Washington’s decision has also put a spotlight on other major sports teams, like the MLB’s Cleveland Indians and Atlanta Braves and the NFL’s Kansas City Chiefs, that also use Native American imagery, mascots, and traditions.
“There’s been many, many decades of advocacy on this issue that formed the basis and foundation for what’s now happening, which is a nationwide conversation on racism,” says Houska, who works as a tribal attorney. “And it’s being brought into the forefront by police brutality and a pandemic that’s got us all paying attention to what’s actually happening right on the ground.”
But there are still concerns among Native American activists about what the next steps will be. In the football team’s statement announcing the change, the outgoing name is used seven times—not exactly a sign that those in the organization are eager for change. It also made no mention of why the change is even being made, and last week, the Washington Post reported that Native American groups have not been consulted about the name change process.
The team’s head coach Ron Rivera has said he wants the name to respect Native American culture and honor the military, and the team announced that Rivera, in only his first year with the franchise, will work closely with Snyder to develop a new name and design for the team. The current odds-on favorite, according to online sportsbooks, is Red Tails, while there is momentum among players for Red Wolves. Warriors, another popular prediction, also conjures up Native stereotypes.
Sports Business Journal reported that trademark issues are preventing the team from announcing its new name.

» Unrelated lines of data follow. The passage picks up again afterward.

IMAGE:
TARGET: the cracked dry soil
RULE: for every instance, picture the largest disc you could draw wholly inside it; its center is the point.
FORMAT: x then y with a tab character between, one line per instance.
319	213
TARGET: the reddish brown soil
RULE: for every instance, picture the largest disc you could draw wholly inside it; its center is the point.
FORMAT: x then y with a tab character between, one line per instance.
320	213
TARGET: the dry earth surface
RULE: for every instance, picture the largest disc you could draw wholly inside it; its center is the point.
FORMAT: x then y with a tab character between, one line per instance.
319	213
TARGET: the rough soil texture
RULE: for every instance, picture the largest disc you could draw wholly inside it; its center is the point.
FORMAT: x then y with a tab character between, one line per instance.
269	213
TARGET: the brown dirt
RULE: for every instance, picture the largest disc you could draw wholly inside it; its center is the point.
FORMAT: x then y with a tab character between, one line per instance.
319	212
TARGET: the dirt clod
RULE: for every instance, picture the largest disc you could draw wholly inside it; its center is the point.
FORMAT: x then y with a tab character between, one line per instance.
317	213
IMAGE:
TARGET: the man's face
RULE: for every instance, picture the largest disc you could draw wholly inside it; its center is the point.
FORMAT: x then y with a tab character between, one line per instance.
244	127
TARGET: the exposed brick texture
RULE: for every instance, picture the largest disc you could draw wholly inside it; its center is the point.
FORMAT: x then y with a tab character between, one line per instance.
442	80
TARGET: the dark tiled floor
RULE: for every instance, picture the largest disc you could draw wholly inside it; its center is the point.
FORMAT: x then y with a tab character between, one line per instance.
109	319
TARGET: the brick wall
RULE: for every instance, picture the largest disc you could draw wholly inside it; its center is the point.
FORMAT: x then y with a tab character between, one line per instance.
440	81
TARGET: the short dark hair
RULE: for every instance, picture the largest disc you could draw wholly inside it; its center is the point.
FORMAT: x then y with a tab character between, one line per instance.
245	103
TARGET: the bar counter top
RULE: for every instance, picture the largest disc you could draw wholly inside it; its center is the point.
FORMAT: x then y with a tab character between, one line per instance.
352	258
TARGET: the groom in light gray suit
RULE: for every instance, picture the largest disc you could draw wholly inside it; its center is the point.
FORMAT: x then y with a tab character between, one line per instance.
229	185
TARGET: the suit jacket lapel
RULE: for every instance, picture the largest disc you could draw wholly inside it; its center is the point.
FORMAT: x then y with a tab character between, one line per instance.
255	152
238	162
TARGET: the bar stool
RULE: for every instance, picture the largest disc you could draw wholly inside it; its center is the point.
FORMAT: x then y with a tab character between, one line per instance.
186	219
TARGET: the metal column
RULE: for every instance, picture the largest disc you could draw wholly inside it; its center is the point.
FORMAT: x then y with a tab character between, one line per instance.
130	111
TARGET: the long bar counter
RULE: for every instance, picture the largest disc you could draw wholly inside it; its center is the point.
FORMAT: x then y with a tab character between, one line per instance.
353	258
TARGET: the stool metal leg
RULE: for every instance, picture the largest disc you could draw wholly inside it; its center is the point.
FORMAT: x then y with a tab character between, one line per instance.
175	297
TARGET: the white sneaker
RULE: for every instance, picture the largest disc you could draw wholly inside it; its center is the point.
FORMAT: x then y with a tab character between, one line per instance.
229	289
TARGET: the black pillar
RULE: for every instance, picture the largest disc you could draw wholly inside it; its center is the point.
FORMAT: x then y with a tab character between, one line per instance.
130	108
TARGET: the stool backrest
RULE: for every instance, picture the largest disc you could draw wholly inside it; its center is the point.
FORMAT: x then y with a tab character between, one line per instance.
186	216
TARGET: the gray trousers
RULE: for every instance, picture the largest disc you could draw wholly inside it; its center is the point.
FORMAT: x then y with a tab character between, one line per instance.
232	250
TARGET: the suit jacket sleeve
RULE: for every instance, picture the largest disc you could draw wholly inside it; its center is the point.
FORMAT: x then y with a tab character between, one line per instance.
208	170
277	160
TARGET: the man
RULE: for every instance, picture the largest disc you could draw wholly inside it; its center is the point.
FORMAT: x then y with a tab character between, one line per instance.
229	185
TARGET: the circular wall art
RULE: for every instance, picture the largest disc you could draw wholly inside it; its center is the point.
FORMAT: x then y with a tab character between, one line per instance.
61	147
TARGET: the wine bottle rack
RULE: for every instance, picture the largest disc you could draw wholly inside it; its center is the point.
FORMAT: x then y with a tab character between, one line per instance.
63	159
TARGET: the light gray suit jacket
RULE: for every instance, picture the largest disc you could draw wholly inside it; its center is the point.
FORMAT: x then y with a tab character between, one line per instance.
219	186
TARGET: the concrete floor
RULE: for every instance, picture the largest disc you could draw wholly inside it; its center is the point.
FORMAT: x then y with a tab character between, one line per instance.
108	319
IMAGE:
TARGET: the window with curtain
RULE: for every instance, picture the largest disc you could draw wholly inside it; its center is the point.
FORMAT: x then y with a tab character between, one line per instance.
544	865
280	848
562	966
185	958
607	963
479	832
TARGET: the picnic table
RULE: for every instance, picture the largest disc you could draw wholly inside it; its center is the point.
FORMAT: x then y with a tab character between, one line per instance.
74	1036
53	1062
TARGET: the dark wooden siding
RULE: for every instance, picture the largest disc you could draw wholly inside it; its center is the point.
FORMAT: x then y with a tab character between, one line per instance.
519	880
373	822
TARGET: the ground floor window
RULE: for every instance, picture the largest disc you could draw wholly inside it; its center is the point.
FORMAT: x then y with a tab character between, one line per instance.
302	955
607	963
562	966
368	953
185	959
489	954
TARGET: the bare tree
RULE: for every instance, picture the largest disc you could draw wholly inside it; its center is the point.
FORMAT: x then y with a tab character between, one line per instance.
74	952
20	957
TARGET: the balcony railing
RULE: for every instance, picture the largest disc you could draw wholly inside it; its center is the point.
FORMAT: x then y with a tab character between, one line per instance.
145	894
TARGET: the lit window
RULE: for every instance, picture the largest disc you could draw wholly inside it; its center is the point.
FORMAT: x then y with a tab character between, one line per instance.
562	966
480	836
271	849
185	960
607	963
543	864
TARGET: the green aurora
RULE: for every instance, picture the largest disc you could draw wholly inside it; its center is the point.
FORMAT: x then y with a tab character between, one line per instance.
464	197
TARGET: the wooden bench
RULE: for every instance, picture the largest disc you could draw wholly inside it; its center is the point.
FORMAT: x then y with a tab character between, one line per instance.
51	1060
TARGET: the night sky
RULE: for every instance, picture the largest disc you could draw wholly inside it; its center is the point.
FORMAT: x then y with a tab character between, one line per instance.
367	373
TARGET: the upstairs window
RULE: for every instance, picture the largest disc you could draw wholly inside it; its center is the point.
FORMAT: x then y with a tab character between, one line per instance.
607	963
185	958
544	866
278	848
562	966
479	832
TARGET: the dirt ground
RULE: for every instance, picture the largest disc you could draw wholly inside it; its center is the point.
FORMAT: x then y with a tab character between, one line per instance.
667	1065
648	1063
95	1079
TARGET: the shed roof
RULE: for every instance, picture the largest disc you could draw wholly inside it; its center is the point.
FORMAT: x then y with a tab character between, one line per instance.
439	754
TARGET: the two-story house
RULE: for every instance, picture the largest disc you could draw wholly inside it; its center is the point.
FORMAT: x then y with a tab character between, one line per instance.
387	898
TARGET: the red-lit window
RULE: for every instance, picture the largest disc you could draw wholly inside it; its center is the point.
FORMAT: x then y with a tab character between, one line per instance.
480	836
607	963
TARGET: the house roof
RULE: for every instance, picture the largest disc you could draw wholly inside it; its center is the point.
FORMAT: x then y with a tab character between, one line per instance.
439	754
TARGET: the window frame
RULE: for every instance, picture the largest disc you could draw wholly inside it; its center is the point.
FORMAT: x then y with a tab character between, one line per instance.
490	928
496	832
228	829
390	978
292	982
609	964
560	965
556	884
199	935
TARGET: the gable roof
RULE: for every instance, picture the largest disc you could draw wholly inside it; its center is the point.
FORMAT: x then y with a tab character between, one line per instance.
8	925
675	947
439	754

“I don’t really have an opinion about that,” Gover says, when asked about his preferred choice for a new team name. “I think as long as there’s no Native mascoting, no Native iconography that invites fans to engage in this obnoxious racist behavior that an Indian logo seems to bring out in every team everywhere ... as long as they leave us out of it, I’ll root for the Washington whatevers.”
Gover lives in Alexandria and grew up a fan of the NFL. He watched the first 50 Super Bowls, and only stopped a few years ago when he felt he couldn’t justify his actions anymore. He has 11 grandchildren, and he wants them to grow up in a world where Native Americans aren’t stereotyped as sports mascots, where NFL fans don’t paint their faces red or wear headdresses to games, where NFL, college football, and MLB fans aren’t appropriating a stereotypical idea of Native culture by doing the tomahawk chop.
That’s the future Native American activists envision, and one that’s closer than it’s ever been.
“I want Washington football fans to understand: This is not about political correctness,” Houska says. “This is not about sensitivity. Native people are some of the strongest people that are in existence today. We survived multiple generations of attempted genocide. It’s about respecting our children. It’s about recognizing that racially stereotyping is harmful for kids ... What matters is our children. We don’t want our kids to grow up dehumanizing other kids.”